最后又想到自己的需求，其实只需要抓最新一篇文章就行，于是发现在前一步的请求也可以做到，而且并未触发反爬验证码

def get_info(url,table,a):
	proxies = {'http':'http://127.0.0.1:1080','https':'http://127.0.0.1:1080'}
	r = requests.get(url=url,proxies=proxies)
	#print(url)
	#print(r.text)
	soup = bs(r.text,'html.parser')
	content = soup.find('a',{'uigs':'account_article_0'}).string
	send_time = soup.find_all('span')[-1].find('script').string
	re_time = re.findall(r"timeConvert\('(.*?)'\)",send_time)[0]
	print(re_time)
	#print(send_time)
	print(content)
	now_time = int(time.time())
	print_time = time.strftime('%Y-%m-%d %H:%M:%S', time.localtime(time.time()))
	ava_time = now_time - int(re_time)
	print(ava_time)
	msg = content + ' from ' + table[a]
	with open('log.txt','a+') as f:
		f.write(print_time+'\n')
		if ava_time < 1800:
			send_email(msg)
		else:
			pass

只对此函数做了稍微修改，其他绕过反爬的还在测试。看到有之前的文章前面请求通过webdriver绕过，尝试不行，于是咱是用这种。

修改

上面的文字是之前写的，长时间去抓取搜狗微信的内容，肯定受到反爬策略的影响，就算只抓一篇文章也会最终被封IP,导致脚本不能正常运行。

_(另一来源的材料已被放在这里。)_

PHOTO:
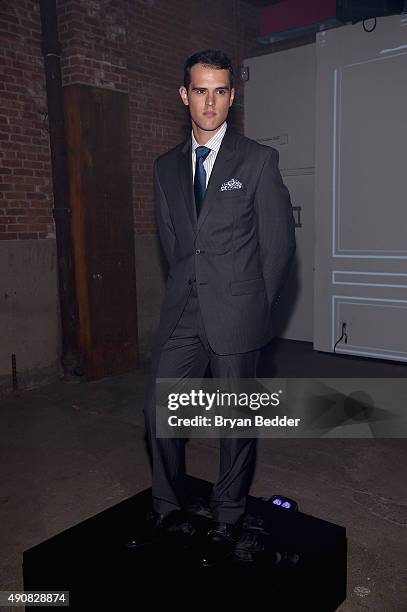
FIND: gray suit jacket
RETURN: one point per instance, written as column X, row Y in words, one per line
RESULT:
column 238, row 250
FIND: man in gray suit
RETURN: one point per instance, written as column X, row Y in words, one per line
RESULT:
column 226, row 227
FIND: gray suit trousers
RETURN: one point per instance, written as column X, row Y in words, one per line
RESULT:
column 187, row 353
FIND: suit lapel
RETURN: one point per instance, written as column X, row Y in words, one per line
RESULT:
column 185, row 175
column 220, row 173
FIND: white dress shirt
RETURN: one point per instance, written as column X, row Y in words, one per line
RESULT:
column 213, row 144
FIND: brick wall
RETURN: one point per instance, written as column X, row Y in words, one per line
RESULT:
column 25, row 172
column 135, row 46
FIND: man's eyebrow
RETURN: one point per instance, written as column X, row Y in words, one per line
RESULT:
column 218, row 87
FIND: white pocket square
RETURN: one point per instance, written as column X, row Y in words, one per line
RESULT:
column 232, row 184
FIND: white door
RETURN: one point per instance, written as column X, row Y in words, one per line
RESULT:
column 279, row 111
column 361, row 190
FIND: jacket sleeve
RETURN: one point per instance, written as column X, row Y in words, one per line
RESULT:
column 164, row 223
column 275, row 226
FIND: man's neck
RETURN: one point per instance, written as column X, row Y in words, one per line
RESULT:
column 203, row 136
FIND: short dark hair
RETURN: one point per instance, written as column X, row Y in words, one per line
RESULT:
column 210, row 57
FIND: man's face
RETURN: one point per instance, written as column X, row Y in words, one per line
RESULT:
column 209, row 96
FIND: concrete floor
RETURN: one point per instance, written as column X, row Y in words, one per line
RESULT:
column 70, row 450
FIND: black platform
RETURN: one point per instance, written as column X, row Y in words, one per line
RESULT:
column 302, row 568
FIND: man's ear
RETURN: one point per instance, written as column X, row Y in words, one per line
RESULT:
column 184, row 95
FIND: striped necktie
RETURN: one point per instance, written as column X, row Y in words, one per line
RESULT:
column 200, row 177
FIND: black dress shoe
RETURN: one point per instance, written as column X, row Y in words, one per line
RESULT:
column 219, row 543
column 172, row 528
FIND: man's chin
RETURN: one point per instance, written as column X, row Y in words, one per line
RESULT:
column 209, row 127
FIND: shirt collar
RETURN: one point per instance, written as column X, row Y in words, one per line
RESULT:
column 214, row 142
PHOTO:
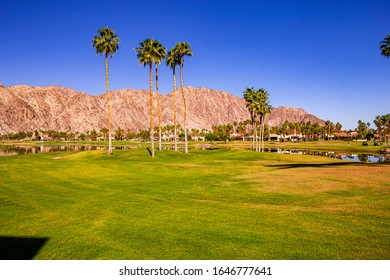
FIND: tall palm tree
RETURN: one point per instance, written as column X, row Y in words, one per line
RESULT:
column 263, row 108
column 172, row 61
column 107, row 43
column 159, row 53
column 145, row 56
column 249, row 96
column 183, row 49
column 385, row 46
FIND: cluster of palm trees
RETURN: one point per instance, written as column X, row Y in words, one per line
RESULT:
column 258, row 105
column 385, row 46
column 382, row 123
column 149, row 52
column 309, row 130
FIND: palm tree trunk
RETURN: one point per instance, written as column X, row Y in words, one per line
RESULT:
column 174, row 109
column 158, row 112
column 184, row 109
column 151, row 128
column 108, row 109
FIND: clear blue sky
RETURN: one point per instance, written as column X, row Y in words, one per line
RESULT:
column 322, row 56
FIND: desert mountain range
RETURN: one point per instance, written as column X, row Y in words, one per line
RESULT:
column 28, row 108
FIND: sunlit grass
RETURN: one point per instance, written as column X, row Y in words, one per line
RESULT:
column 221, row 204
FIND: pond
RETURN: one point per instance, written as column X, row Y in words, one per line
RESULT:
column 339, row 155
column 13, row 150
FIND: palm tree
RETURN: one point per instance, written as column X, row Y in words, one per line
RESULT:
column 263, row 108
column 107, row 43
column 385, row 46
column 159, row 53
column 172, row 61
column 145, row 56
column 249, row 96
column 183, row 49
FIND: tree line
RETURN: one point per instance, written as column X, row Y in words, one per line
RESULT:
column 149, row 52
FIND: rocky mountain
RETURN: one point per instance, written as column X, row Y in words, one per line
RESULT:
column 27, row 108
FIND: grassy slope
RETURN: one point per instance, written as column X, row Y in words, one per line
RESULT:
column 205, row 205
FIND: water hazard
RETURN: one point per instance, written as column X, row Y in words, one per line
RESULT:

首先尝试的是代理池，找了一些免费代理池，先爬取代理池，然后Test测试能否使用，免费代理中有一部分可以使用，但是几乎没有IP可以抓取搜狗内容，返回如下：

查看反爬的提交验证码解封的ajax请求，有如下js

$(function() {
	function c() {
		$("#seccodeImage").attr("src", "util/seccode.php?tc=" + (new Date).getTime())
	}
	function l(a) {
		var b = a.code,
			d = $("#error-tips"),
			e = new Date,
			f = location.hostname,
			g = "sogou.com"; - 1 < f.indexOf("sogo.com") ? g = "sogo.com" : "snapshot.sogoucdn.com" === f && (g = "snapshot.sogoucdn.com");
		if (0 === b || 1 === b) getCookie("SUV") || setCookie("SUV", 1E3 * e.getTime() + Math.round(1E3 * Math.random()), "Sun, 29 July 2046 00:00:00 UTC", g, "/"), e.setTime(e.getTime() + 31536E6), setCookie("SNUID", a.id, e.toGMTString(), g, "/");

在提交验证码后，会解封IP，生成新的SNUID，从而继续利用新Cookie请求。

代码如下：

def cookie_init():
	retries = 1
	while retries < 3:
		cookie = {}
		headers = {'User-Agent':'Mozilla/5.0 (Macintosh; Intel Mac OS X 10_13_4) AppleWebKit/537.36 (KHTML, like Gecko) HeadlessChrome/65.0.3325.181 Safari/537.36'}
		chrome_options = webdriver.ChromeOptions()
		chrome_options.add_argument('--headless')
		chrome_options.add_argument('--disable-gpu')
		chrome_options.add_argument('--no-sandbox')
		chrome_options.add_argument('--disable-dev-shm-usage')
		client = webdriver.Chrome(options=chrome_options)
		client.get("https://weixin.sogou.com/antispider/?from=%2fweixin%3Ftype%3d2%26query%3d360CERT")
		path = '/Users/victor/Documents/Python Scripts/proxyPool/1.png'
		imgpath = '/Users/victor/Documents/Python Scripts/proxyPool/yzm.png'
		client.get_screenshot_as_file(path)
		im = Image.open(path)
		box = (705, 598, 900, 680)  # 设置要裁剪的区
		region = im.crop(box)
		region.save(imgpath)
		capt = client.find_element_by_xpath('//*[@id="seccodeInput"]')
		test = FateadmApi('','',',')   #调用验证码打码平台识别 
		code = test.PredictFromFile('30600','/Users/victor/Documents/Python Scripts/proxyPool/yzm.png')
		#code = '123456'
		print(code)
		capt.send_keys(code)
		time.sleep(1)
		client.find_element_by_xpath('//*[@id="submit"]').click()
		time.sleep(2)
		#print(new_html)
		for item in client.get_cookies():
		    cookie[item["name"]] = item["value"]
		try:
			print(cookie['SNUID'])
		except Exception:
			print ("解锁失败。重试次数:{0:d}".format(3-retries))
			retries += 1
			continue
		time.sleep(5)
		return cookie['SNUID']

最后

又到周末了，是不是很开心呢，不知道你们怎么过，反正我已经被冻成狗了，我要碎觉，碎觉，碎觉。